Complete overview of all NovaDI public methods. Methods marked with ✅ are transformer-based and recommended for use. Methods marked with ⚠️ are token-based low-level APIs used internally.

Container Resolution

Method Description
resolveType<T>(typeName?: string) Primary resolution method. Transformer injects interface name automatically.
resolveTypeNamed<T>(name: string, typeName?: string) Resolve named registration. Transformer-compatible.
resolveTypeKeyed<T>(key: any, typeName?: string) Resolve keyed registration. Transformer-compatible.
resolveTypeAll<T>(typeName?: string) Resolve all registrations for a type. Transformer-compatible. NEW: Automatically used for array injection (IFoo[], Array<IFoo>) in constructors.
⚠️ resolve<T>(token: Token<T>) Low-level resolution with explicit Token. Used internally.
⚠️ resolveNamed<T>(token: Token<T>, name: string) Low-level named resolution with Token.
⚠️ resolveKeyed<T>(token: Token<T>, key: any) Low-level keyed resolution with Token.
⚠️ resolveAll<T>(token: Token<T>) Low-level batch resolution with Token.

Builder Registration

Method Description
registerType<T>(constructor) Register a class with automatic transformer-based autowiring.
registerInstance<T>(instance) Register an existing instance. Transformer-compatible.
registerFactory<T>(factory) Register a factory function. Transformer-compatible.
🔧 build() Build and return the configured container.

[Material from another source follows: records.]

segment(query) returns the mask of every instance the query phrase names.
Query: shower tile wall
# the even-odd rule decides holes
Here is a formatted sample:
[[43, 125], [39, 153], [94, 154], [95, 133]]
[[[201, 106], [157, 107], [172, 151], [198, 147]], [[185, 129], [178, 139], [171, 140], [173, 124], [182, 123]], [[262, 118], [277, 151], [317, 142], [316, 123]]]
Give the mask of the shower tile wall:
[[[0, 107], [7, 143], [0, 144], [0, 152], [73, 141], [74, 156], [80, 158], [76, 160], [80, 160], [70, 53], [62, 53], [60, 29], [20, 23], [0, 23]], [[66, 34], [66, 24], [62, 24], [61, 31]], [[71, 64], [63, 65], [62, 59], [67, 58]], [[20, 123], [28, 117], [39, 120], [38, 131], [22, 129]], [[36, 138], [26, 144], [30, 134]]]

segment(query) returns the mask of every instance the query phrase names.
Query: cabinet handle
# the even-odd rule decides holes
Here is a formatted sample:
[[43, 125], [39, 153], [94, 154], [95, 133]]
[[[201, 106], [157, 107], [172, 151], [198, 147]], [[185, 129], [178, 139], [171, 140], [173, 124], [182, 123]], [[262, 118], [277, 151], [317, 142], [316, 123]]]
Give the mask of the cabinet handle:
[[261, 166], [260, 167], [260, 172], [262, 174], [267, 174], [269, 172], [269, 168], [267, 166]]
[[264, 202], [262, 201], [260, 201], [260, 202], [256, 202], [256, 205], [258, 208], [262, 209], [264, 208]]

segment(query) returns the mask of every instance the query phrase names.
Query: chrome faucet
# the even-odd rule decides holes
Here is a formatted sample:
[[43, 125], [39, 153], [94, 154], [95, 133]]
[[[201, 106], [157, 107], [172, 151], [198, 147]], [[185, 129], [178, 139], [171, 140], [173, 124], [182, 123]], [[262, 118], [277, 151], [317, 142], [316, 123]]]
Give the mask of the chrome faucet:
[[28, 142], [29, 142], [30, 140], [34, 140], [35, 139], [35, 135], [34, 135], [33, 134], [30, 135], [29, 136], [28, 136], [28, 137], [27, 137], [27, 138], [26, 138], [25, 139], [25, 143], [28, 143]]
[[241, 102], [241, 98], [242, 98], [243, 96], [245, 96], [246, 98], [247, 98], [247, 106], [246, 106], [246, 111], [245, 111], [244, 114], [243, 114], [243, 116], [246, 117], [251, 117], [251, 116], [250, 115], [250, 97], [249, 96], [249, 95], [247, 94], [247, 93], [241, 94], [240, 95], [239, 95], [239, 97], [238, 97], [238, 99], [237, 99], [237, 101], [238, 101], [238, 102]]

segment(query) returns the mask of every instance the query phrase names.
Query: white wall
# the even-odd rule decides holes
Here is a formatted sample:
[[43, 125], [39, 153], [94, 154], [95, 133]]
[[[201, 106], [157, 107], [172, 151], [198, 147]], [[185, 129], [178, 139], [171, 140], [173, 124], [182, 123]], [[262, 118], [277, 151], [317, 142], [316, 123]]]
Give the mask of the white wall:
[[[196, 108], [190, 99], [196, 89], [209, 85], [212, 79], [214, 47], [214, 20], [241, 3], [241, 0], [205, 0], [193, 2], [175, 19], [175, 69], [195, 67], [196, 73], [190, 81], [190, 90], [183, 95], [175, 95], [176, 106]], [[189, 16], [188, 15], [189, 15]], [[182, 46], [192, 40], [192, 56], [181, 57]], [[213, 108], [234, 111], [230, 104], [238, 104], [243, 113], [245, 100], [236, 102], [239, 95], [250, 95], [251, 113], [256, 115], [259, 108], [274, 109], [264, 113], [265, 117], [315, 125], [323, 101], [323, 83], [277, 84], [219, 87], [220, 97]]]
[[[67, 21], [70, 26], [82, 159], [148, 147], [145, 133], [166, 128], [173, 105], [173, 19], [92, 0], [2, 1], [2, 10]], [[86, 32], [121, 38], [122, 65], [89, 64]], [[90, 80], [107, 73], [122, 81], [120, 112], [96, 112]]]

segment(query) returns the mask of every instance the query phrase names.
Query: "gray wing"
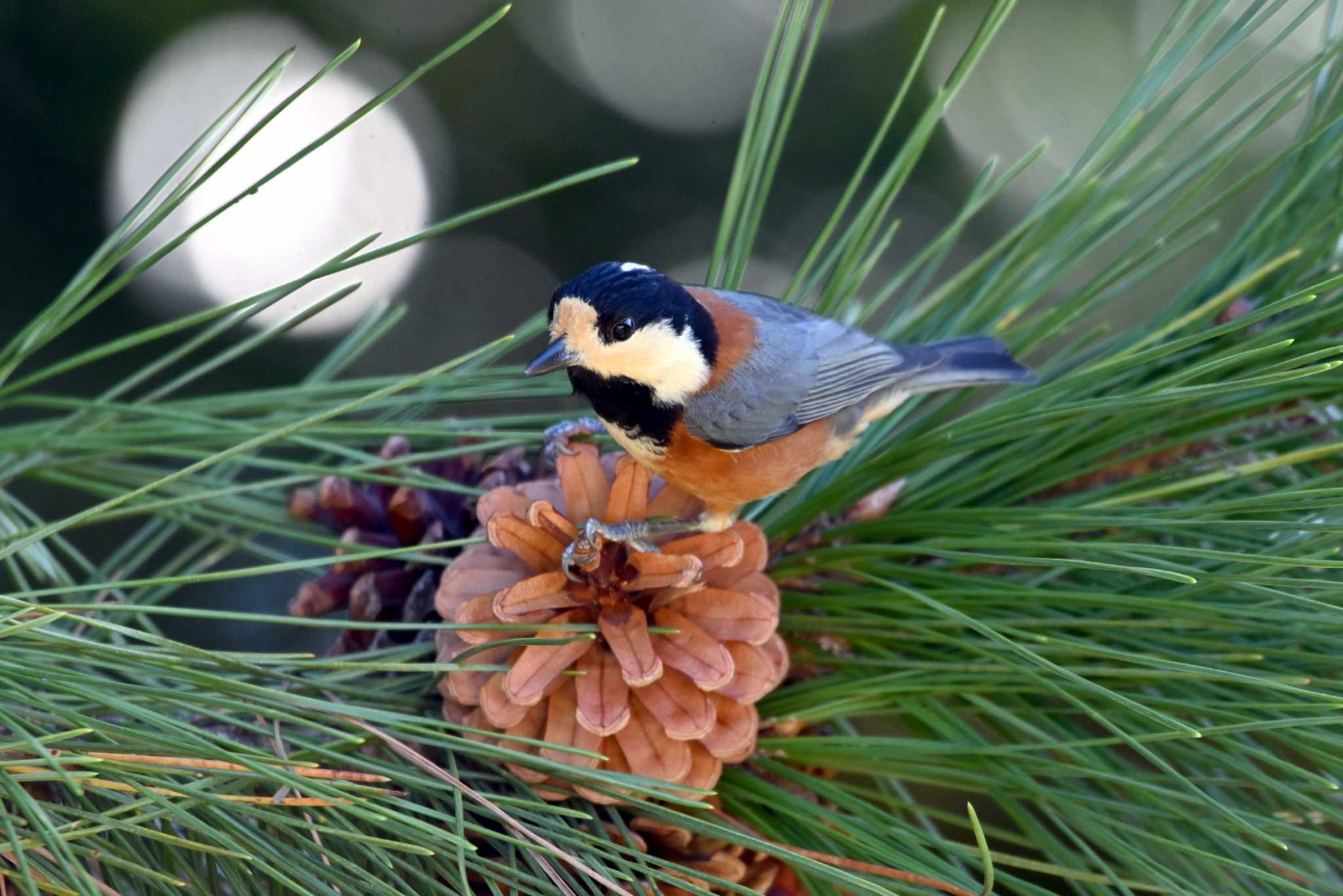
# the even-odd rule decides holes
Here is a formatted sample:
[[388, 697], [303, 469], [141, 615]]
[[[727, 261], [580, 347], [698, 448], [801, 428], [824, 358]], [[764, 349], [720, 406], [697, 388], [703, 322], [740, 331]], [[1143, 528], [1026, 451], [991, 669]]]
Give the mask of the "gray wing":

RegistrationBuilder (Fluent Chain)

Method Description
.as<U>(typeName?: string) Bind to interface type. Transformer injects type name.
.asSelf() Register as concrete type (Autofac-style AsSelf). Uses constructor.name.
.named(name: string) Register with a named identifier.
.keyed(key: any) Register with a keyed identifier.
.autoWire(options?) Configure automatic dependency injection. Transformer generates resolvers.
🔧 .singleInstance() Set lifetime to singleton (DEFAULT - no call needed).
🔧 .instancePerDependency() Set lifetime to transient (new instance each time).
🔧 .instancePerRequest() Set lifetime to per-request (one instance per resolution tree).

Container Management

Method Description
🔧 createChild() Create a child container (for scoped resolution).
🔧 dispose() Dispose all disposable services in the container.
⚠️ bindValue<T>(token, value, options?) Low-level manual value binding. Used internally by Builder.
⚠️ bindFactory<T>(token, factory, options?) Low-level manual factory binding. Used internally by Builder.
⚠️ bindClass<T>(token, constructor, options?) Low-level manual class binding. Used internally by Builder.

Token API (Low-Level)

Method Description
⚠️ Token<T>(description?: string) Create a type-safe token. Used internally. Not needed with transformer.

Legend

  • ✅ Transformer-based: Recommended methods that work with the NovaDI transformer for automatic type injection
  • ⚠️ Token-based: Low-level methods requiring manual Token management. Used internally by the framework.
  • 🔧 Utility: Helper methods for configuration and lifecycle management

Error Classes

Specialized error types for dependency injection failures with helpful debugging information.